The U.K. remains the largest destination for funds invested in Europe, with $5.4 billion year to date, according to the report. Germany follows with $2.5 billion and then France at $2.1 billion. The U.K. also held on to its place as No. 1 destination for skilled tech workers to migrate to within Europe, but ceded some of its share to France and Germany compared with previous years.

Since Atomico said it was clear that the separation was weighing on investors.

The U.K. was the very cynical about the future of the European technology industry, with 18 percent of respondents — which included thousands of founders and investors — stating they were less optimistic than they were a year earlier. Over the previous 12 months it has also become harder for British startups to raise new financing, based on 32 percentage of founders questioned.

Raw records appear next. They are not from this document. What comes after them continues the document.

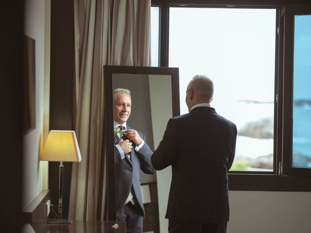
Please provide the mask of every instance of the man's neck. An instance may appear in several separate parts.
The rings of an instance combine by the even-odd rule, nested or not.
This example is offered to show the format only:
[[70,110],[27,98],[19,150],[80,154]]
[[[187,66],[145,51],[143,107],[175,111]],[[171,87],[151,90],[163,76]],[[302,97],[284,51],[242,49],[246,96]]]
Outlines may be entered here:
[[192,110],[192,109],[193,109],[195,108],[198,107],[210,107],[210,104],[209,103],[204,103],[204,102],[201,102],[201,103],[197,103],[196,104],[194,104],[193,106],[192,106],[191,107],[191,109],[190,109],[190,111]]
[[125,122],[123,124],[120,124],[119,122],[117,122],[117,121],[116,121],[115,120],[113,121],[113,126],[119,126],[119,125],[122,125],[123,126],[124,126],[124,127],[125,127],[125,128],[126,128],[126,122]]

The U.K. government responded in part by announcing strategies to double the amount of Tier 1 visas it issues to people of “exceptional talent,” into 2,000 since it attempts to keep the country’s attractiveness as a place to work.

While the value of investments Across Europe at 2017 is expected to hit $19 billion, it is going to accomplish that with fewer deals — 3,449 for 2017 compared with the 3,720 deals that totaled $14.4 billion in 2016, according to Atomico’s research. France is hard the U.K. for the largest number of deals closed annually.

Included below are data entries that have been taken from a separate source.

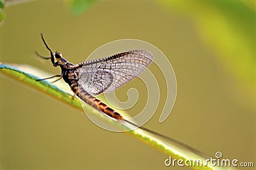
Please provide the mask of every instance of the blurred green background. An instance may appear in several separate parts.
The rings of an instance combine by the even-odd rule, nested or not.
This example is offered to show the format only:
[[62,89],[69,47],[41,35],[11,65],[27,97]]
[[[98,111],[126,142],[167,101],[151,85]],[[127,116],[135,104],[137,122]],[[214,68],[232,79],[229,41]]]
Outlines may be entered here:
[[[212,156],[221,152],[225,159],[255,161],[253,1],[99,0],[81,9],[72,1],[6,6],[0,61],[60,73],[34,55],[48,55],[40,32],[73,63],[113,40],[146,41],[171,62],[177,96],[165,122],[158,123],[159,108],[145,126]],[[162,84],[163,78],[158,80]],[[138,81],[127,87],[136,88]],[[99,128],[81,112],[2,75],[0,85],[1,169],[186,169],[165,167],[164,153],[126,134]],[[118,89],[120,100],[123,92],[125,87]],[[141,109],[141,100],[132,112]]]

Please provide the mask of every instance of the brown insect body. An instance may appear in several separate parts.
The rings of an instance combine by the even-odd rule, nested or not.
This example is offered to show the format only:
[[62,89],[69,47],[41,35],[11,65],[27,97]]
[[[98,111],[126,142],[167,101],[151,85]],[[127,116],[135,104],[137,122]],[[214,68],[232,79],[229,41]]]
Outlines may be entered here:
[[[60,52],[56,52],[52,53],[51,48],[46,44],[42,34],[41,34],[41,36],[45,45],[46,46],[46,48],[51,52],[51,57],[44,57],[39,55],[37,53],[38,55],[43,59],[51,59],[53,66],[54,67],[59,66],[61,69],[61,74],[60,75],[56,75],[49,78],[57,76],[60,77],[60,78],[58,79],[56,81],[59,80],[61,78],[63,78],[64,81],[69,85],[75,96],[77,96],[87,104],[91,105],[97,110],[100,110],[107,115],[117,120],[123,120],[124,118],[120,114],[109,108],[107,104],[97,99],[96,97],[79,86],[79,71],[85,62],[81,62],[74,65],[74,64],[69,62],[65,59],[63,58]],[[56,60],[56,62],[54,62],[55,59]],[[45,79],[48,79],[48,78]]]

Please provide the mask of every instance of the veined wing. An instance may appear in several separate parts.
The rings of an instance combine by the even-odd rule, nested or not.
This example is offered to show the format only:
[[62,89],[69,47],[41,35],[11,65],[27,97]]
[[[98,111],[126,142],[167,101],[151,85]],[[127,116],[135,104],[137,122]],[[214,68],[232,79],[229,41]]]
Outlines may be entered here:
[[110,92],[141,74],[152,62],[145,50],[132,50],[86,61],[79,73],[79,85],[92,95]]

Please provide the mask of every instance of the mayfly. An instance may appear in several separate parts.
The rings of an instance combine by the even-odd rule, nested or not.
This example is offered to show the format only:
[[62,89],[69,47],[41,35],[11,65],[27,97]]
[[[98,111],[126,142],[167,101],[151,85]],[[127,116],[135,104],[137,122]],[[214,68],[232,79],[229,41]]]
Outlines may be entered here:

“This is something we’ve seen on a worldwide basis complete,” Tom Wehmeier, the writer of the report and head of research at Atomico, stated in an interview. “You’ve seen bigger average round sizes this year versus last year,” he said, adding that the drop in many of investments was because of fewer being made in the very smallest sizes below $2 billion.

“It is important to concentrate on the big picture instead of smaller fluctuations,” Wehmeier stated. “We’d need to look a few years out to understand whether it’s a indication of a long-term trend.”

Russ Shaw, founder of industry body Tech London Advocates, said that the report provided further reasons to be cautious around the danger of Brexit. “More than two thirds of those surveyed were negatively influenced by the referendum outcome, with one in three losing out on a hire or a investor, mirroring TLA’s research on the topic,” Shaw said via email.

“The findings also point to some egregious lack of gender diversity in the sector, with just 9 percent of c-suite positions held by women,” he explained. “More worrying is the lack of consciousness of this issue, with 59 percent of founders under the belief that gender diversity is rather reflected in their businesses.”– work grounded in scientific study, such as artificial intelligence or robotics — had dropped to $935 million in comparison with the record $1.3 billion overall for 2015. For 2017, this sector has bounced back to reach a new record total of $1.8 billion investment in British companies, like Graphcore.

It is an area Britain was successful in already: DeepMind sold to Alphabet Inc.-owned Google in 2014 for a documented 400 million lbs, Twitter paid roughly $150 million to Magic Pony Technology, a London-based artificial intelligence startup, and SoftBank Group Corp. paid $32 billion to Cambridge-based ARM Holdings Plc..

Wehmeier said the growth of investments into deep tech, and subsequent exits, was because artificial intelligence is being embedded at the core of several businesses.

“When I was to roll the clock forward a couple of Years, we would expect to see AI at the heart of all businesses,” he said. “Like today if you were to see a consumer business that didn’t have Mobile in their center, you would be really amazed.”